Sembrerebbe un inciucio davanti alle telecamere. Fare finta che non esista?
Sarebbe maleducato, e io non sono maleducato. Le passo vicino velocemente e le
faccio segno che parleremo dopo, quando saremo tutti e due dentro, e al sicuro.
Oggi si vota di nuovo scheda bianca: per me significa di nuovo Reglia. Sono
entrato da poco in transatlantico e Margiotta è proprio dietro di me. Non ha smesso
di parlare al telefono, ma vuole vedere dove vado. Arrivo alla buvette, ordino
un caffè e mi siedo. Lei si avvicina, spegne il telefono. Mi chiede se può
sedersi lì. Annuisco. Quando arriva il caffè glielo do. “E’ per te” dico e lei
sorride. “Come ti senti oggi?” domanda, “Come al solito, forse un po’ più
leggero”. E’ la verità. “Cosa voterai oggi?” le chiedo, e lei allarga le
braccia. “Tu cosa mi consigli?” , “Il tuo partito cosa ti consiglia?”, “Scheda
bianca”, “Allora obbedisci” replico senza nemmeno pensarci. E’ la cosa migliore
da fare. “Io obbedisco sempre” dice lei come se dovesse difendersi, e per un
attimo sembra davvero offesa. Poi decide di bere il caffè e io posso fissare le
sue labbra. Ha un rossetto rosa chiaro, lucido. Oggi ha i capelli più vaporosi.

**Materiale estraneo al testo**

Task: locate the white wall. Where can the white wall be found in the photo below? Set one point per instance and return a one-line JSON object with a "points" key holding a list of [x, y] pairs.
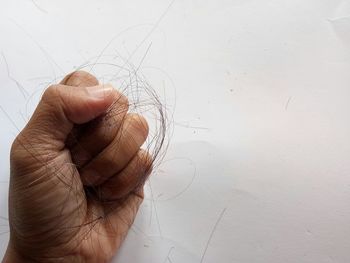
{"points": [[261, 124]]}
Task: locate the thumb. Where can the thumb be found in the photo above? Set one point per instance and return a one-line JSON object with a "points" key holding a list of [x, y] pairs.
{"points": [[60, 108]]}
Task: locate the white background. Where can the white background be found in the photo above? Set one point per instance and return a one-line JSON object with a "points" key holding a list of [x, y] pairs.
{"points": [[260, 145]]}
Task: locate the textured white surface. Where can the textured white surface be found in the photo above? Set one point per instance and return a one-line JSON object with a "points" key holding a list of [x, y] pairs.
{"points": [[267, 82]]}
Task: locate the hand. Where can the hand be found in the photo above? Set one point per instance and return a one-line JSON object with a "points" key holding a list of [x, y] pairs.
{"points": [[77, 175]]}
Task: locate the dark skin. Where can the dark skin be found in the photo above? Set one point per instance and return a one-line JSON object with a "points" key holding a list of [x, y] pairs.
{"points": [[77, 175]]}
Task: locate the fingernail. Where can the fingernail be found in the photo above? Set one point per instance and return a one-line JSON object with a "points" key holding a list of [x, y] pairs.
{"points": [[100, 91]]}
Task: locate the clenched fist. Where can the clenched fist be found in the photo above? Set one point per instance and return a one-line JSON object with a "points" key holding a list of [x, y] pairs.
{"points": [[77, 174]]}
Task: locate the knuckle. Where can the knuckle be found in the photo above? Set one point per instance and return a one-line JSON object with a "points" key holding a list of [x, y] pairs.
{"points": [[51, 92], [80, 78]]}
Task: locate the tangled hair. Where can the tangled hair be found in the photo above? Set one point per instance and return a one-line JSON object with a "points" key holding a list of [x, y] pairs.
{"points": [[143, 100]]}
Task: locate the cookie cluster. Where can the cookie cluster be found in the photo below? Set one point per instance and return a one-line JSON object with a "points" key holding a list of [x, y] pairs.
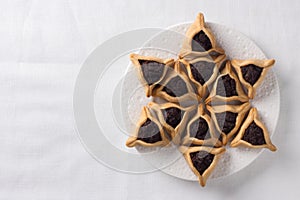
{"points": [[204, 101]]}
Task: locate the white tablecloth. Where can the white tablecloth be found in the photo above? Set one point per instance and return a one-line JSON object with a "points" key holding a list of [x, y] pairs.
{"points": [[42, 46]]}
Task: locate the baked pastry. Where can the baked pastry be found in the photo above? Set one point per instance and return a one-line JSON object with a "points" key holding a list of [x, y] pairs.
{"points": [[199, 41], [172, 117], [202, 72], [252, 72], [227, 87], [253, 133], [176, 87], [151, 70], [200, 130], [202, 160], [228, 118], [149, 132]]}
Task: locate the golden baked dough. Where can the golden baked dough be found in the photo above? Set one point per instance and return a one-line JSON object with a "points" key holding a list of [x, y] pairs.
{"points": [[253, 133], [228, 118], [202, 160], [200, 41], [156, 75], [176, 87], [252, 72], [202, 72], [227, 87], [200, 130], [152, 132], [173, 124]]}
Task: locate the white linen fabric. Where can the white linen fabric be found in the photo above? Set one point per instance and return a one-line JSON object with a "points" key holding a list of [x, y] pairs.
{"points": [[42, 46]]}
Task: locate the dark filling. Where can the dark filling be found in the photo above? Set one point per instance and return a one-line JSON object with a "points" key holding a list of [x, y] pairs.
{"points": [[251, 73], [176, 87], [226, 86], [149, 132], [202, 71], [152, 71], [254, 135], [222, 66], [172, 116], [201, 160], [226, 121], [199, 129], [201, 42]]}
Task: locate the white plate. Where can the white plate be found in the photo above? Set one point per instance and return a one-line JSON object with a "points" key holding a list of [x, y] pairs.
{"points": [[167, 44]]}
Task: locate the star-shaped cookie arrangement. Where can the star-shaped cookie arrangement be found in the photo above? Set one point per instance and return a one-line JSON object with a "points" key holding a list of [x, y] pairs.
{"points": [[204, 101]]}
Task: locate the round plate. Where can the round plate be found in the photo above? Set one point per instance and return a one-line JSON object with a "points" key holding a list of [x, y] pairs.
{"points": [[167, 44]]}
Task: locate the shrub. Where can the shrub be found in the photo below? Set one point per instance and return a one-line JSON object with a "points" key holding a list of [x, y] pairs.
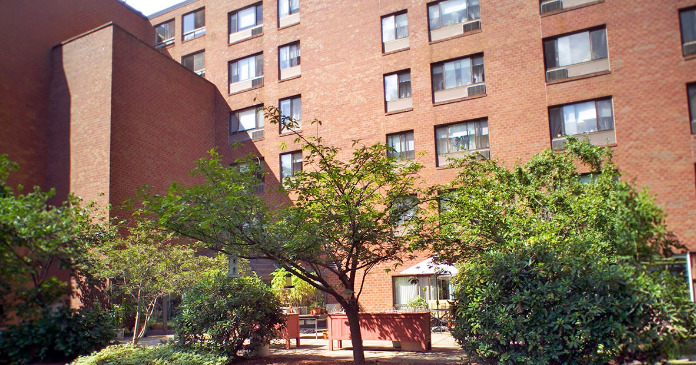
{"points": [[58, 334], [220, 314], [537, 306], [158, 355]]}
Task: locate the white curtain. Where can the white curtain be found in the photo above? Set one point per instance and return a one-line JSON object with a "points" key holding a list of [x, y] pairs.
{"points": [[247, 119], [390, 87], [580, 118], [388, 32], [247, 17], [574, 49]]}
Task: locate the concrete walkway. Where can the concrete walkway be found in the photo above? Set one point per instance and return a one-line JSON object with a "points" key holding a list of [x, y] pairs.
{"points": [[444, 350]]}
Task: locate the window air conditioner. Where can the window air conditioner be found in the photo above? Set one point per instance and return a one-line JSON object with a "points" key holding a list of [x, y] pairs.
{"points": [[485, 153], [550, 6], [471, 26], [558, 74], [690, 48], [558, 144], [476, 90], [257, 134]]}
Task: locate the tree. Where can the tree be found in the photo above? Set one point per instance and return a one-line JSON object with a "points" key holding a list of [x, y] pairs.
{"points": [[38, 238], [146, 265], [573, 199], [557, 261], [343, 221], [301, 292]]}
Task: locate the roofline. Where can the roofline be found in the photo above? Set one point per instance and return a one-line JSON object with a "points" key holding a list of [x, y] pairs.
{"points": [[171, 8], [136, 11]]}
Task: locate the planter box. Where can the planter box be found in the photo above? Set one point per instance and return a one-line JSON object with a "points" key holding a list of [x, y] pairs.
{"points": [[412, 330], [292, 329]]}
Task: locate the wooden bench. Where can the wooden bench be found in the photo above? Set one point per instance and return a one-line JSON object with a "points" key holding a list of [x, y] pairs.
{"points": [[411, 329], [292, 329]]}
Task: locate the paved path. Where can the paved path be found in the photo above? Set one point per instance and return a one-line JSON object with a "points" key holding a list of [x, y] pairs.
{"points": [[444, 350]]}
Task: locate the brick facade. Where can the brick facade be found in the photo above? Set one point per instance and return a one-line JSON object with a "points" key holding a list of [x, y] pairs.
{"points": [[343, 65], [153, 118]]}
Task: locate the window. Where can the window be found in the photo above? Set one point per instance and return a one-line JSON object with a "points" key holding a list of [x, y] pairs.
{"points": [[461, 137], [288, 7], [555, 6], [397, 85], [402, 144], [290, 164], [687, 19], [259, 174], [584, 117], [404, 209], [291, 108], [395, 32], [246, 18], [194, 24], [246, 119], [195, 62], [446, 201], [289, 55], [246, 73], [406, 288], [397, 91], [457, 73], [164, 33], [450, 12], [691, 90], [565, 51]]}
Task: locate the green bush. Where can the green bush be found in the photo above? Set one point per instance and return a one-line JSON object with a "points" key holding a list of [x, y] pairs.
{"points": [[537, 306], [58, 334], [158, 355], [221, 313]]}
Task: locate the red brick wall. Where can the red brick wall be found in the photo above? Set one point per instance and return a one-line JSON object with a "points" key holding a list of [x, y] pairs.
{"points": [[164, 118], [30, 29], [80, 118], [343, 66], [133, 117]]}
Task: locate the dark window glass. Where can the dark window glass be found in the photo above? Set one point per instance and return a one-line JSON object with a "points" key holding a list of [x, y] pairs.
{"points": [[246, 18], [246, 68], [246, 119], [450, 12], [290, 108], [164, 33], [402, 144], [195, 62], [575, 48], [397, 86], [462, 137], [290, 164], [194, 24], [289, 56], [456, 73], [583, 117]]}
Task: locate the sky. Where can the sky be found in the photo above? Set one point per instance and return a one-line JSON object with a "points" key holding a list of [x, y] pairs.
{"points": [[148, 7]]}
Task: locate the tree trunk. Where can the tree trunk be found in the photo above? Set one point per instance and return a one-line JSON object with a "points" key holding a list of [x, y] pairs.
{"points": [[352, 311]]}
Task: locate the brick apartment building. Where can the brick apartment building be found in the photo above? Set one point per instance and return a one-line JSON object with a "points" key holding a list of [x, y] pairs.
{"points": [[111, 109]]}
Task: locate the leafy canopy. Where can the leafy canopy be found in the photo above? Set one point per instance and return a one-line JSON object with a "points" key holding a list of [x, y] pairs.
{"points": [[339, 223], [36, 238], [574, 200]]}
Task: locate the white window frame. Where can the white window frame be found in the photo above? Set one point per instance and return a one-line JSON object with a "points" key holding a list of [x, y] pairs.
{"points": [[237, 115], [293, 161], [195, 31]]}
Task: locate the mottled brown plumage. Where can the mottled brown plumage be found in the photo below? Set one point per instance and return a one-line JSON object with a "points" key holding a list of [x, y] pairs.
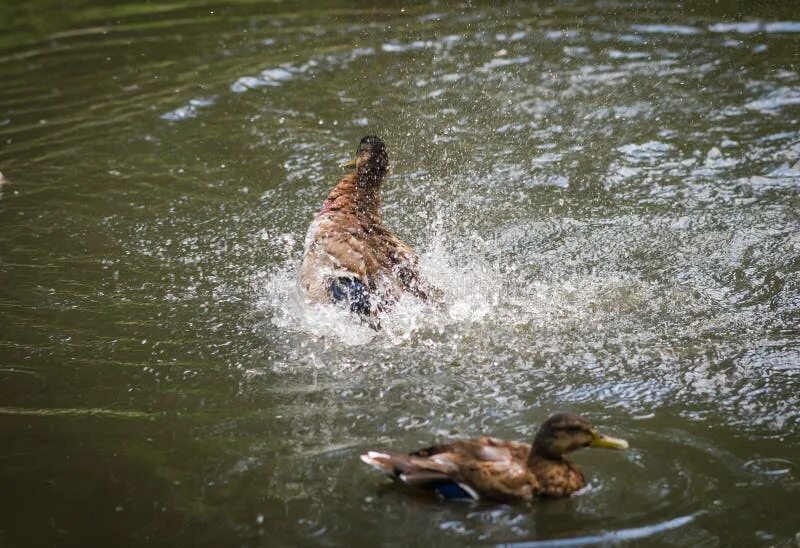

“Vuoi parlare?” mi chiede poggiando la tazzina vuota. Scuoto la testa. Le dico
solo che non è il momento. Lei è d’accordo con me. Ha una riunione di gruppo
fra poco. Per la mia bisognerà aspettare stasera, dopo le due votazioni. “Devo
andare” dice lei alzandosi. Sorride ancora. “Ci rivedremo” sussurra e fa per
andarsene. La fermo un momento con uno “scusa”. Lei si volta. “Non mi hai mai
detto perché sei qui…perchè fai politica intendo…”. Lei ci pensa un attimo.
Forse non si aspettava questa domanda. “Perché tu me l’hai detto?” mi risponde,
poi mi manda un bacio con la mano e da allora tutto quello che posso vedere è
la sua schiena.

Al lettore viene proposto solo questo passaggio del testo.